When Daniel Levin Becker was sixteen, he made a mixtape that included only songs and artists whose names did not contain the letter e. Soon after, he read Georges Perec’s La Disparition, a novel written entirely without the offending vowel. Levin Becker spent a good part of his formative years “making the numbers and letters on license plates into mathematically true statements,” so he was heartened to discover that he was “not alone in appreciating naturally occurring palindromes, or knowing a shorter sentence with all the letters in the alphabet than The quick brown fox jumps over the lazy dog, or suspecting it’s no accident that typewriter is the longest English word that can be written on the top row of a QWERTY keyboard.”
His kindred spirits were members of the Ouvroir de Littérature Potentielle, or Oulipo, a collective of writers and mathematicians formed as a subcommittee of Alfred Jarry’s Collège de ’Pataphysique. (Incidentally, Oulipo can be typed using only keys that are immediately adjacent to one another on most keyboards.) Since the group’s formation in 1960, members of the Oulipo, most of them authors and mathematicians, have been concocting playful and sometimes hilariously intricate challenges: poems in which each word rhymes with the corresponding word on the following line, passages in which every word begins with the same letter, entire novels structured around movements on a chessboard. The idea is that these “constraints” actually open up new possibilities for expression. Raymond Queneau, the group’s cofounder, wrote that Oulipians are “rats who build the labyrinth from which they will try to escape.”
Many Subtle Channels is Levin Becker’s personal history of this literature and his tribute to the people who helped create it, including Perec, Jacques Roubaud, Italo Calvino, and Marcel Duchamp. Levin Becker’s own trajectory makes him well suited to write this book. For starters, he’s the youngest-ever member of the Oulipo, and only the second American ever to be elected into the group (the first was Harry Mathews). In what is perhaps the most enviable postcollegiate gig of the past decade, Levin Becker went to France after graduating from Yale in 2006 to study the collective on the Fulbright’s tab, and ended up working as the Oulipo’s “slave.” For a year, he sorted through Oulipo archives, catalogued old correspondences, went to writing workshops, and ate and drank with members like Mathews, Marcel Bénabou, and Olivier Salon, all while partaking in verbal challenges like the metro-poem, a classic Oulipian exercise in which an author composes a poem on a subway by quickly writing a line each time the train comes to a halt.

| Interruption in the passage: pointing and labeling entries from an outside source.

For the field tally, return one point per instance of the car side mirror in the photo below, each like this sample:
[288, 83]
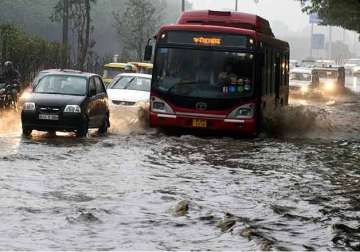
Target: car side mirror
[92, 92]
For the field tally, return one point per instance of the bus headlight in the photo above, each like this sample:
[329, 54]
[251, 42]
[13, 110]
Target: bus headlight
[246, 111]
[160, 106]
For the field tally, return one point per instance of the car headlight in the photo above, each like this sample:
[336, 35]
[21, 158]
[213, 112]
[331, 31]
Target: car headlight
[72, 109]
[243, 112]
[29, 106]
[160, 106]
[329, 86]
[304, 89]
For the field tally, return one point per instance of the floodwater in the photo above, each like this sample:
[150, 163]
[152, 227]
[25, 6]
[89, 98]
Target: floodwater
[142, 189]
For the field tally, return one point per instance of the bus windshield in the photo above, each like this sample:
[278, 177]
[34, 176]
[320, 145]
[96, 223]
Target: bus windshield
[110, 73]
[203, 73]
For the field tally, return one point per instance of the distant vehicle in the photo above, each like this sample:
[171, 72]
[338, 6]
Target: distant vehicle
[144, 68]
[66, 101]
[356, 71]
[294, 64]
[325, 63]
[113, 69]
[302, 81]
[351, 66]
[308, 63]
[128, 89]
[331, 79]
[219, 71]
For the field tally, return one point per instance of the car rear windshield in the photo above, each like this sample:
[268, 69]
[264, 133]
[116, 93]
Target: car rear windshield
[60, 84]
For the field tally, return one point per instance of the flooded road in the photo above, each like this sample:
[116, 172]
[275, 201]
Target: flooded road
[297, 192]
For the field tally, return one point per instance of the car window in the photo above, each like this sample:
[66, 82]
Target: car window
[92, 85]
[99, 86]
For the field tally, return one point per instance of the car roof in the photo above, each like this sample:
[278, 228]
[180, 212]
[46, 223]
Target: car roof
[149, 76]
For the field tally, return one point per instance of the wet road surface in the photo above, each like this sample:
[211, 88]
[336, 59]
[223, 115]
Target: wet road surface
[297, 191]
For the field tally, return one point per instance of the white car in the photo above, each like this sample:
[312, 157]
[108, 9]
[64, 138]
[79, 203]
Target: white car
[129, 88]
[301, 80]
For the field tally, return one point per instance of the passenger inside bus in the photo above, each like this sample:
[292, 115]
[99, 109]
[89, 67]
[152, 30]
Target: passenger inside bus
[228, 76]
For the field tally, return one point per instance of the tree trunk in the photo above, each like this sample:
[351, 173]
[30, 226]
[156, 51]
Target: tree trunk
[85, 45]
[65, 42]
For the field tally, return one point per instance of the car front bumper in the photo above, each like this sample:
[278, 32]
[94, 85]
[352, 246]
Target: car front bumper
[66, 122]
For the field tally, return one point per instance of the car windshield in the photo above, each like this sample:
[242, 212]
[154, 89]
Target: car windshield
[131, 83]
[300, 76]
[204, 73]
[110, 73]
[328, 74]
[59, 84]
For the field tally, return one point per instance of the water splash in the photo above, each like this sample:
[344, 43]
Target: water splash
[296, 121]
[10, 122]
[126, 120]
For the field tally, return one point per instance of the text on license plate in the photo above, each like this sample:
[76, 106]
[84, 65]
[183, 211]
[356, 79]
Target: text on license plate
[198, 123]
[48, 117]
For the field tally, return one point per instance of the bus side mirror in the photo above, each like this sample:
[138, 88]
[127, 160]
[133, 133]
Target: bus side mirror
[261, 57]
[148, 53]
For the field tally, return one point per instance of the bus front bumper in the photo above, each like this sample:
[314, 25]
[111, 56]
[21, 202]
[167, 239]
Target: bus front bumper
[242, 126]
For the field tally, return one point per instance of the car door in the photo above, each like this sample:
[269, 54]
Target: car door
[102, 98]
[92, 105]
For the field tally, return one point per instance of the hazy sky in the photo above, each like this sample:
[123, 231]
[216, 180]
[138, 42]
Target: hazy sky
[286, 11]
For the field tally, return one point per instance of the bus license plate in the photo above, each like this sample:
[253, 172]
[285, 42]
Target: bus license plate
[49, 117]
[197, 123]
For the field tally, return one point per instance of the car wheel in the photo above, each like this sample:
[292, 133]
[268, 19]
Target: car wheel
[83, 130]
[104, 127]
[27, 132]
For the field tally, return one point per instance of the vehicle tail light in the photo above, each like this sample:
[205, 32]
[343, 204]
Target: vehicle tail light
[160, 106]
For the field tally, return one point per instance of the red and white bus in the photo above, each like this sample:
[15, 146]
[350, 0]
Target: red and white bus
[217, 70]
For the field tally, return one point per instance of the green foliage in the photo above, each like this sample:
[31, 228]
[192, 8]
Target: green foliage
[344, 13]
[29, 53]
[139, 23]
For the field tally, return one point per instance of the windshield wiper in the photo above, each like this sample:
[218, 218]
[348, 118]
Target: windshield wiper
[128, 84]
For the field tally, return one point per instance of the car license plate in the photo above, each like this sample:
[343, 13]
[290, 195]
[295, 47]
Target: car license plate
[49, 117]
[198, 123]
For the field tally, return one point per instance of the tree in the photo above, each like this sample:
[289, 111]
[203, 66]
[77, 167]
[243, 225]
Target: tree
[30, 53]
[139, 22]
[344, 13]
[79, 18]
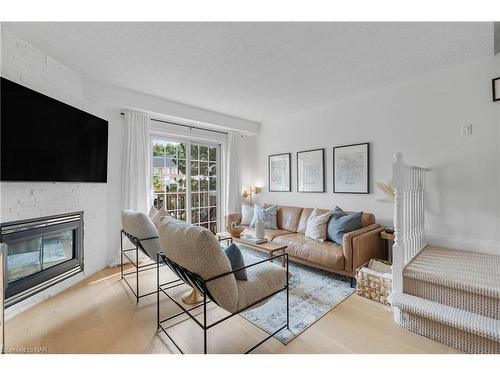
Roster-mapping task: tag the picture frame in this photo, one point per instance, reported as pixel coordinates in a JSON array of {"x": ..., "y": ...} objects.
[
  {"x": 351, "y": 169},
  {"x": 495, "y": 86},
  {"x": 280, "y": 172},
  {"x": 311, "y": 171}
]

Levin Becker gets Oulipian obsessiveness on a gut level, and his delight in palindromes and lipograms (texts that, like the Perec novel, are entirely devoid of a particular letter) vividly comes to life in his writing. But the book’s most revelatory moments come when Levin Becker suggests that this obsessiveness comes hand in hand with a deep need for guidance. Perec once said that “the intense difficulty posed by this sort of production . . . palls in comparison to the terror I would feel in writing ‘poetry’ freely.”
The constraints the Oulipians place on themselves and on each other are by nature arbitrary. Sometimes, the texts end up tricking unwitting reviewers—one unsuspecting critic missed the conceit of La Disparition completely and panned the novel for being “stilted”—but mischief, writes Levin Becker, isn’t really the point. Oulipian texts existed for decades before the collective was formed and will likely continue even if the collective disbands. Random as Oulipian practices may seem, they actually embody one of the most fundamental challenges that all writers face—to test and push the boundaries of language.